RASC News Agency: Prominent former jihadist leader Abdul Rab Rasul Sayyaf has issued a scathing condemnation of the Taliban’s continued crackdown on women, denouncing the recent arrests of female civilians by the so-called “morality police” as a flagrant violation of Islamic teachings and a disgrace to human dignity. In a strongly worded post shared on Friday, July 18, on his official X (formerly Twitter) account, Sayyaf described the Taliban’s detention of women by unrelated male officers as not only irreligious but utterly devoid of any moral or ethical justification. “Detaining women by non-mahram men, transferring them to prisons guarded by male officials this is not just contrary to the Sharia,” Sayyaf wrote, “but a trampling of Islamic honor, Afghanistani decency, and fundamental human compassion.”
Sayyaf’s remarks come in response to reports that Taliban forces once again raided public areas of Kabul’s Shahr-e-Naw district, violently detaining scores of women without legal justification or due process. Witnesses and local sources confirm that women were forcibly removed from the streets, often under the pretense of enforcing vague and arbitrary “modesty” standards imposed by the Taliban’s so-called Ministry for the Promotion of Virtue and Prevention of Vice. Legal scholars and religious authorities across Afghanistan have increasingly voiced alarm at such actions, arguing that they are bereft of any credible basis in Islamic jurisprudence. Rather, critics argue, these incidents reveal the Taliban’s weaponization of religion to enforce patriarchal domination and suppress women’s presence in public life. Sayyaf did not mince words, warning the Taliban: “Fear God.” This statement was not a pious formality, but a direct and uncompromising warning to those who, in his words, are “destroying religion in the name of religion, and transforming Sharia into an instrument of social and moral terror.”
Sayyaf also pointedly described the Taliban’s misogynistic policies as a grave betrayal of Islam itself. “To commit such injustices against women in the name of Islam,” he said, “is among the greatest acts of treachery against the faith and its sacred law.” His message underscored a growing consensus among Afghanistani religious and civil leaders that the Taliban’s repressive regime is not only illegitimate but actively corrosive to the spiritual and moral fabric of the nation. Multiple local sources have verified that the recent wave of arrests in Kabul is part of a wider campaign of fear and suppression by a regime that has no legal foundation, no electoral legitimacy, and no moral authority. The Taliban, Sayyaf and others argue, are neither protectors of religion nor guardians of Sharia. They are, rather, its abusers oppressors of women, violators of public dignity, and enemies of the basic principles of justice.

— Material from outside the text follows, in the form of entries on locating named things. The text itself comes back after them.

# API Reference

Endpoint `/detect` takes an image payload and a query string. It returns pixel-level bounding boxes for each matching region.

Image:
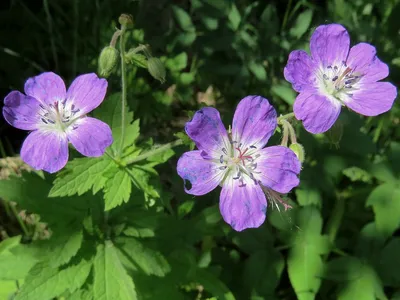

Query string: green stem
[126,140,183,165]
[327,194,345,244]
[278,113,294,124]
[43,0,58,71]
[9,203,30,236]
[281,0,292,32]
[118,26,127,156]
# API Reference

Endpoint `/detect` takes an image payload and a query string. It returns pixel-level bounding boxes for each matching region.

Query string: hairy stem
[9,203,30,236]
[278,112,294,124]
[327,193,345,244]
[126,140,183,165]
[118,26,127,156]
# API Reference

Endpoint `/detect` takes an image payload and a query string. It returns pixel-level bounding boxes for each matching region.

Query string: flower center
[317,62,362,98]
[39,100,80,131]
[219,141,260,186]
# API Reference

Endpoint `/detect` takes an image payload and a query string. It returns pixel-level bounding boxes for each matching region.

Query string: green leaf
[378,238,400,287]
[195,269,235,300]
[49,156,114,197]
[228,3,242,31]
[0,280,18,299]
[243,247,285,299]
[343,167,371,183]
[15,259,92,300]
[104,170,132,211]
[34,229,83,268]
[296,188,322,207]
[271,83,296,105]
[0,173,91,225]
[288,206,329,300]
[172,5,196,32]
[93,241,137,300]
[289,9,313,38]
[248,61,267,81]
[0,244,37,280]
[366,182,400,236]
[116,237,170,277]
[330,257,387,300]
[165,52,188,71]
[94,93,140,152]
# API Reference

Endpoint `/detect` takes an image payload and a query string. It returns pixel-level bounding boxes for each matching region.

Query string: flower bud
[289,143,305,163]
[325,120,343,148]
[99,46,119,77]
[147,57,165,83]
[118,14,133,28]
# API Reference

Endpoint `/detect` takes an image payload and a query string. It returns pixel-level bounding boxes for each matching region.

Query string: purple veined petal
[3,91,40,130]
[283,50,316,93]
[67,117,113,157]
[177,150,225,196]
[185,107,230,158]
[219,178,267,231]
[342,82,397,116]
[257,146,301,194]
[24,72,66,104]
[66,73,108,115]
[21,130,68,173]
[347,43,389,82]
[310,24,350,67]
[232,96,277,148]
[293,90,341,134]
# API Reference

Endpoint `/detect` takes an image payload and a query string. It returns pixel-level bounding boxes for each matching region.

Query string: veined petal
[232,96,277,148]
[219,178,267,231]
[24,72,66,104]
[177,150,225,196]
[21,130,68,173]
[3,91,40,130]
[67,73,108,115]
[185,107,229,156]
[342,82,397,116]
[67,117,113,157]
[283,50,316,93]
[257,146,301,194]
[310,24,350,67]
[347,43,389,82]
[293,90,341,134]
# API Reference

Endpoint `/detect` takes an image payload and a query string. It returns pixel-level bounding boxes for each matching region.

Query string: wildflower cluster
[3,24,397,231]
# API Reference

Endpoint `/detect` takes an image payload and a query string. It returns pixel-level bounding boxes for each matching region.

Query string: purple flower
[177,96,301,231]
[3,72,113,173]
[284,24,397,133]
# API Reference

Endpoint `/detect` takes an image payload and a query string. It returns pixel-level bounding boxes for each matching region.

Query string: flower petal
[67,117,113,157]
[293,90,341,134]
[67,73,108,115]
[177,150,225,196]
[347,43,389,82]
[257,146,301,194]
[24,72,66,104]
[185,107,229,155]
[232,96,277,148]
[21,130,68,173]
[3,91,40,130]
[283,50,316,93]
[342,82,397,116]
[310,24,350,67]
[219,178,267,231]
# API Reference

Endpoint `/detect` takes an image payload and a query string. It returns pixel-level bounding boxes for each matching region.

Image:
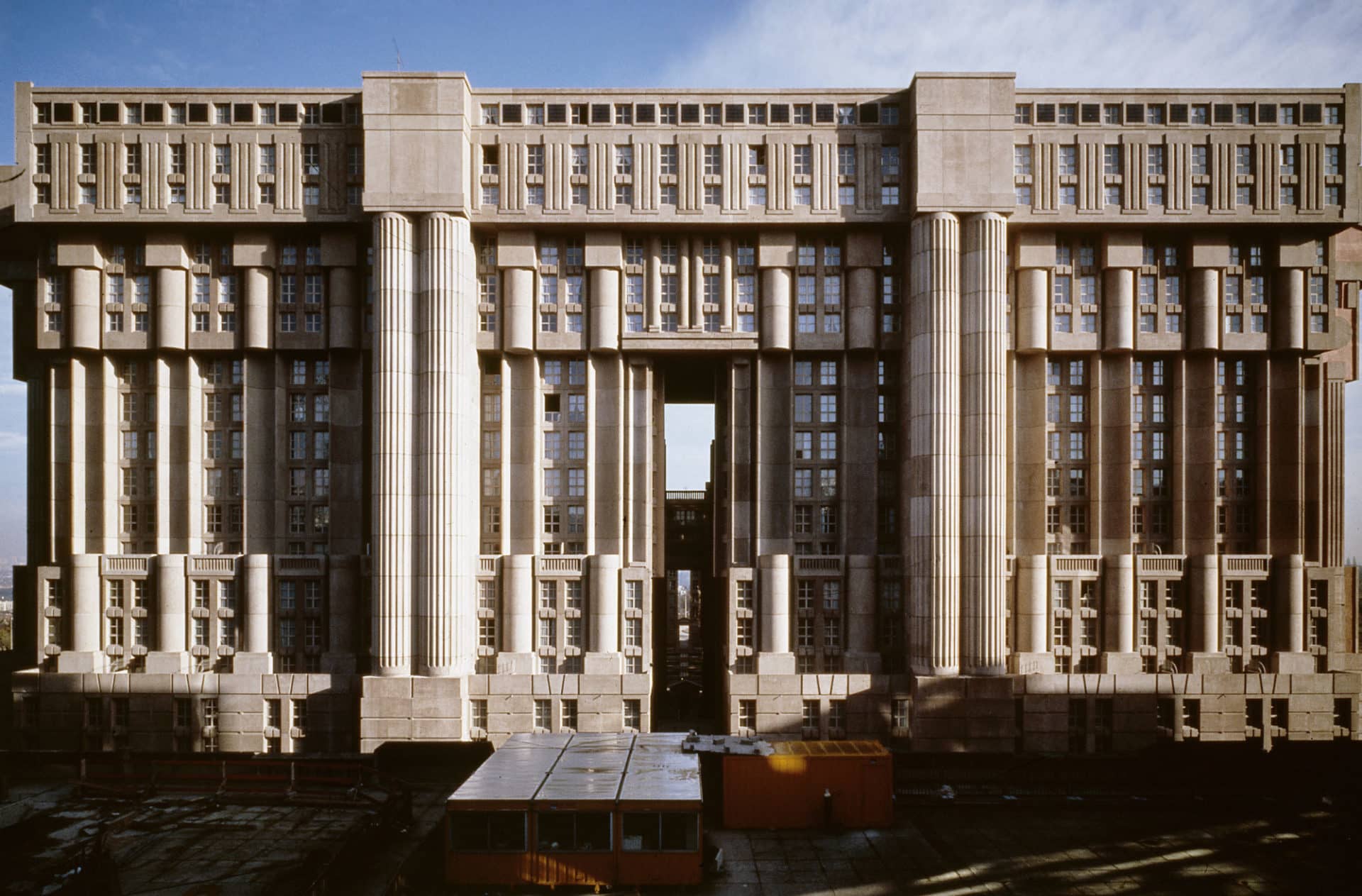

In the face of such systemic repression, voices like Sayyaf’s remain critical in reclaiming the narrative of Islam from those who distort it for authoritarian ends. His denunciation reflects a growing call within Afghanistan’s religious community to resist the Taliban’s theocratic authoritarianism and to reassert a vision of Islam grounded in justice, compassion, and respect for human dignity values that the current regime continues to violate with impunity.